検査結果は単独で判断することはできません。最終的な解釈は、資格を持つ医療専門家のみが行えます。医師は、あなたの完全な病歴、生活習慣、服用中の薬、その他の血液検査結果などを総合的に考慮したうえで、全体像を把握します。

AST・ALT・GGT・ALP:主な肝臓の酵素を比較する

ASTが単独で解釈されることはほとんどありません。医師は通常、同じ採血で測定された他の3つのマーカーと合わせて確認します: ALT (アラニンアミノトランスフェラーゼ)、 GGT (ガンマグルタミルトランスフェラーゼ)、および ALP (アルカリホスファターゼ)。それぞれが少しずつ異なる問題を示しており、これらの組み合わせパターンによって原因の絞り込みに役立ちます。以下の表に、各酵素が医師に伝える情報をまとめています。

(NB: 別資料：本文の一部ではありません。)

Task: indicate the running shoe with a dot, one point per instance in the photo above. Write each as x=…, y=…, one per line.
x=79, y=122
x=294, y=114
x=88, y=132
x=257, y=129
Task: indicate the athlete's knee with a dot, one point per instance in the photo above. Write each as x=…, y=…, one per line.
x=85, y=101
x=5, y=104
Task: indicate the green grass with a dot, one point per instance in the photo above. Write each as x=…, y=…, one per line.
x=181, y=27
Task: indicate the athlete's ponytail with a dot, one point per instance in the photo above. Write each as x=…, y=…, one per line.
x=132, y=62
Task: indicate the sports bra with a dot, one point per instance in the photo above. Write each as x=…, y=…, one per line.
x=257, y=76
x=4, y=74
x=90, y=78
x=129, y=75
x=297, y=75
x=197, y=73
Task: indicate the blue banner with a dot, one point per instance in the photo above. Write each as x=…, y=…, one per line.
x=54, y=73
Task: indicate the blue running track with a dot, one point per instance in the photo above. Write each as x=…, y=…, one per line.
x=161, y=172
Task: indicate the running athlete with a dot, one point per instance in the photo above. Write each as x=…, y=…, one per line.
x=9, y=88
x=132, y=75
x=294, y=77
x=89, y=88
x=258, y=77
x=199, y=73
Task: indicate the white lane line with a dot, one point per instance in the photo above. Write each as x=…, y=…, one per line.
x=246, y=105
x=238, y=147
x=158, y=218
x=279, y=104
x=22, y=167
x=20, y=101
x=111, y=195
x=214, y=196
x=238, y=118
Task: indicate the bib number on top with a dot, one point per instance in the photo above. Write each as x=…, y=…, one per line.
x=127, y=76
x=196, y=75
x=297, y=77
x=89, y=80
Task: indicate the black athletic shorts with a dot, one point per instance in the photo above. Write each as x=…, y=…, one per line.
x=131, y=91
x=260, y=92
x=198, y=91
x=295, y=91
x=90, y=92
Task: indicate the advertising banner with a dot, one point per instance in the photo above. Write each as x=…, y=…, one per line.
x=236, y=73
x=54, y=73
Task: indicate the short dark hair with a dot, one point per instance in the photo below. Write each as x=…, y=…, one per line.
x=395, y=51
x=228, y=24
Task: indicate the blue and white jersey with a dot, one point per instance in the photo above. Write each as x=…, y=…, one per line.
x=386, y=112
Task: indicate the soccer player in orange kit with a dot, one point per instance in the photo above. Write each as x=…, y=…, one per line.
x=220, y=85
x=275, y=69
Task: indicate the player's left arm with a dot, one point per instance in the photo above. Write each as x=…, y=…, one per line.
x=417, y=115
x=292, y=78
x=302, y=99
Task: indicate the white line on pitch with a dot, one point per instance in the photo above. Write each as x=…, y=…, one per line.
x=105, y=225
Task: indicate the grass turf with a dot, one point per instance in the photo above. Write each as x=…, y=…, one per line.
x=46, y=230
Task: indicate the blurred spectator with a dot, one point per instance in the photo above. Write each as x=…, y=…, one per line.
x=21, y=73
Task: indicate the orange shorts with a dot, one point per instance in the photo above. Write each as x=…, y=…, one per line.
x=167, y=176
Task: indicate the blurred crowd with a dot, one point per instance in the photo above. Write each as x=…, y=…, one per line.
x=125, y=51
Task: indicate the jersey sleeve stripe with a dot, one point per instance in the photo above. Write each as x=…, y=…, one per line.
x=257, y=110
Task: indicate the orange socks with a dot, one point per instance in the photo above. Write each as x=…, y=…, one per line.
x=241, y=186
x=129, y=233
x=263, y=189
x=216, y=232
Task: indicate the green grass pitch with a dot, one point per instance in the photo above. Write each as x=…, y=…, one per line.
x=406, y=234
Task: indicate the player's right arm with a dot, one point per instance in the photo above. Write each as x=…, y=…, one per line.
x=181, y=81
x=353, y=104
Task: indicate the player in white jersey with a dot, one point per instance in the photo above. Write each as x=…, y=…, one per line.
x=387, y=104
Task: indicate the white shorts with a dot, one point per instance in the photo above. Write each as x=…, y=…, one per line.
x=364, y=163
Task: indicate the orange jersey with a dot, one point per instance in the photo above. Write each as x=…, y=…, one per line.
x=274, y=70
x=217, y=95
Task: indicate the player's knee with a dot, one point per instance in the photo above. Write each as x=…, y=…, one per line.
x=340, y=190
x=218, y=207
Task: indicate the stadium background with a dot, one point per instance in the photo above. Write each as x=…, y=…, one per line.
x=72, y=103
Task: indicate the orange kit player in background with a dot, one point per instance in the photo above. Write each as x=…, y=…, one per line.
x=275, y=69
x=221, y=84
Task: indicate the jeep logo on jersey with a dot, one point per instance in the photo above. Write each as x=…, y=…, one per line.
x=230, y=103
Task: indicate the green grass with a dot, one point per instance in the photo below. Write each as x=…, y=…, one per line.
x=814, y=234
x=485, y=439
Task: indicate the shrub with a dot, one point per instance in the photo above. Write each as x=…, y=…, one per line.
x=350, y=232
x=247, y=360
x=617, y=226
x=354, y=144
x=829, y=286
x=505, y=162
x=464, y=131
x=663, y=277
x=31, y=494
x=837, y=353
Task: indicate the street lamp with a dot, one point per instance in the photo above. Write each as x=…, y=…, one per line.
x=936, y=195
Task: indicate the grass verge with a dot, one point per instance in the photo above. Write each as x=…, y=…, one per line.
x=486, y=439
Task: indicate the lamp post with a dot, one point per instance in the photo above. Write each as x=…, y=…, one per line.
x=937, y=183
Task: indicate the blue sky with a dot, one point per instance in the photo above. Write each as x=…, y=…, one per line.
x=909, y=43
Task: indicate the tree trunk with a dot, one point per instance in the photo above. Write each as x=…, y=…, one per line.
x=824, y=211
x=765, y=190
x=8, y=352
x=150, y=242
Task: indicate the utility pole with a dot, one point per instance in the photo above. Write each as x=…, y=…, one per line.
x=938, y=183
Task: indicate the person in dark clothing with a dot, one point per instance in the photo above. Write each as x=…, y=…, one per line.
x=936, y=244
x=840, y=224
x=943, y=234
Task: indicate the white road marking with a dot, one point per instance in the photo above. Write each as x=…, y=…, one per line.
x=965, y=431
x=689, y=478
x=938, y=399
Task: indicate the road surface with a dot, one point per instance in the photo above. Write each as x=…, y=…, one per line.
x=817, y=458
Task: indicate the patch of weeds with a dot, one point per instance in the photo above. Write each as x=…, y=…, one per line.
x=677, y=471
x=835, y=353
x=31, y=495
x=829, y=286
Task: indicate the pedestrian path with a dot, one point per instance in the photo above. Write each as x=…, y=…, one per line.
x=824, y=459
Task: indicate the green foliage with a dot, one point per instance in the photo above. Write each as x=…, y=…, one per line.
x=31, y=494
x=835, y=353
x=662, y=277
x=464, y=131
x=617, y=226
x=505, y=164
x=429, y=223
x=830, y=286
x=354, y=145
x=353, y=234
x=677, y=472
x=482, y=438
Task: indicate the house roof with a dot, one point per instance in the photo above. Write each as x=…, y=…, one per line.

マーカー主な産生部位上昇時に示唆されることASTとのパターン
AST(SGOT)肝臓、心臓、筋肉、腎臓肝細胞のストレス、筋肉の損傷、アルコール性肝疾患本記事で取り上げている基準酵素
ALT(SGPT)主に肝臓肝臓特異的な障害(脂肪肝、ウイルス性肝炎、薬剤性)ASTがALTの2倍以上の場合はアルコール性肝疾患が疑われることが多く、ALTがASTより高い場合は脂肪肝やウイルス性肝炎が疑われることが多い
GGT肝臓と胆管胆汁うっ滞、常習的な飲酒、特定の薬剤ASTとGGTがともに上昇している場合、飲酒や胆管の関与が疑われることがある
ALP(アルカリホスファターゼ)胆管・骨胆管の閉塞または一部の骨疾患ALPがASTやALTよりも大幅に上昇している場合、問題は胆管にある可能性が高くなります(「胆汁うっ滞型」のパターン)

単一の数値よりもパターンが重要な理由

ASTが単独でわずかに高い場合、それだけでは意味が限られます。米国消化器病学会(American College of Gastroenterology)の肝機能検査異常値評価ガイダンスによると、AST・ALT・GGT・ALPの組み合わせ、そしてそれぞれの値を比較することで、医師は3つの全く異なる状況を見分けることができます。すなわち、肝細胞そのものへのダメージ、胆汁の流れの問題、または筋肉損傷などの肝臓以外の原因です。これが、検査報告書でこれらの酵素が「肝機能パネル」という見出しのもとに並べて記載されている理由でもあります。

あなたへの意味

  • 他の値が正常な中で1つの酵素だけがわずかに上昇している場合は、複数の酵素が同時に上昇している場合よりも心配が少ないことが多いです。
  • 経時的な値の比較(たとえば数週間後に再検査を行うなど)は、1回の結果だけを読むよりも有益なことが多いです。
  • 数値は全体像の一部にすぎません。症状、服用中の薬、アルコール摂取量、最近の運動、そして病歴も、医師がパネルを解釈する際の重要な要素となります。

ASTの値が変動する原因は何ですか?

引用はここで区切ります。